Composed of interwoven interviews with four vastly different men -- a former bank robber, an "ex-gay" evangelist, a former German terrorist and a formerly obsessed student of the martial arts " "Protagonist" follows the arc of the tragic protagonist from character through catharsis and reversal, organizing each step in the progression under a thematic chapter heading and an excerpt from "The Bacchae" performed by puppets. If this description makes the film sound dry or academic, it isn't. Yu's film may be challenging to synopsize, but it's thoroughly engrossing and wildly surprising.
Yu began the project having already selected two subjects -- the bank robber, Joe Loya, and the martial-arts student, Mark Salzman. The two men could not have come from more disparate backgrounds: Loya was the son of a Mexican-American pastor whose happy childhood was shattered after his mother died and his father began to systematically abuse Joe and his younger brother. Salzman was a middle-class boy from Connecticut who grew up small, anxious, picked-on and fearful of becoming as weak and anxious as his father.

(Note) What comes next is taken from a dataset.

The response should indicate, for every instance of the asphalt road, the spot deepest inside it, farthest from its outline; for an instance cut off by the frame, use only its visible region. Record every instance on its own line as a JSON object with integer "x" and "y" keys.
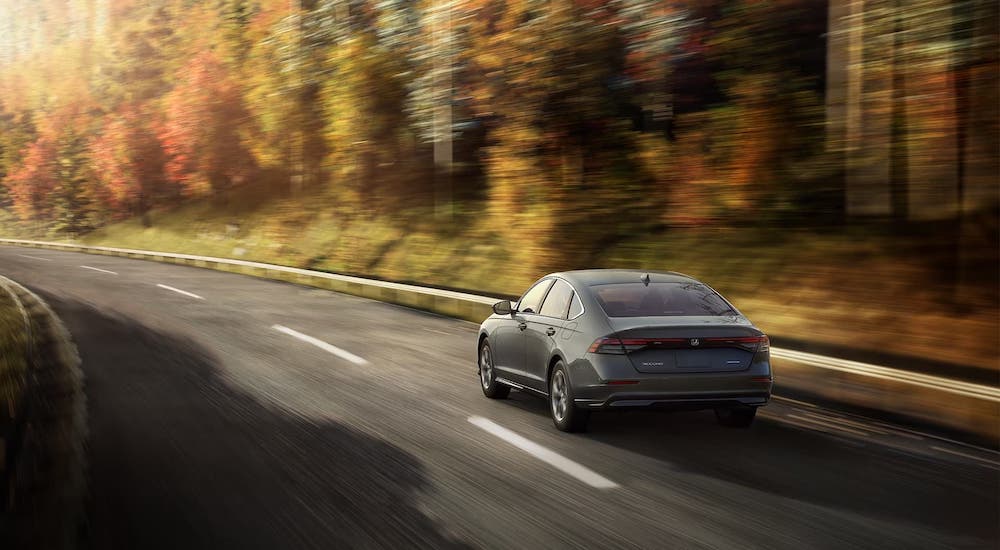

While Loya eventually turned to crime, Salzman became the devoted disciple of a drunken and demented kung fu master. (Salzman, an author, also happens to be Yu's husband.)
It took eight months of research, placing ads and asking around for Yu and producers Elise Pearlstein and Susan West to find the other two subjects -- Mark Pierpont and Hans-Joachim Klein. Like Loya, Pierpont grew up a pious child in a zealously religious home. Aware from a young age that he was gay, he dedicated his life to suppressing his orientation and preaching an anti-gay message. The son of a brutal Nazi cop and a Holocaust survivor mother who committed suicide when he was 1, Klein became political as a student. Horrified by the injustice he saw around the world, he joined an offshoot of the Baader-Meinhof gang, eventually becoming involved in a kidnapping attempt that left three people dead.
Initially, Yu wanted to include women among her subjects, but she found that only five or six among the 200 people considered fit the mold -- which is not much of a representative sample, but, still, it makes you curious to see what they did.
Men, she found, were more prone to pursue an obsession past the point of reason (although some might argue), a quality that lately has had a much greater influence on our world than the ability to reason through a problem, to compromise or to change course when it becomes clear that the first one isn't working.
MPAA rating: unrated. Running time: 1 hour, 30 minutes. In limited release.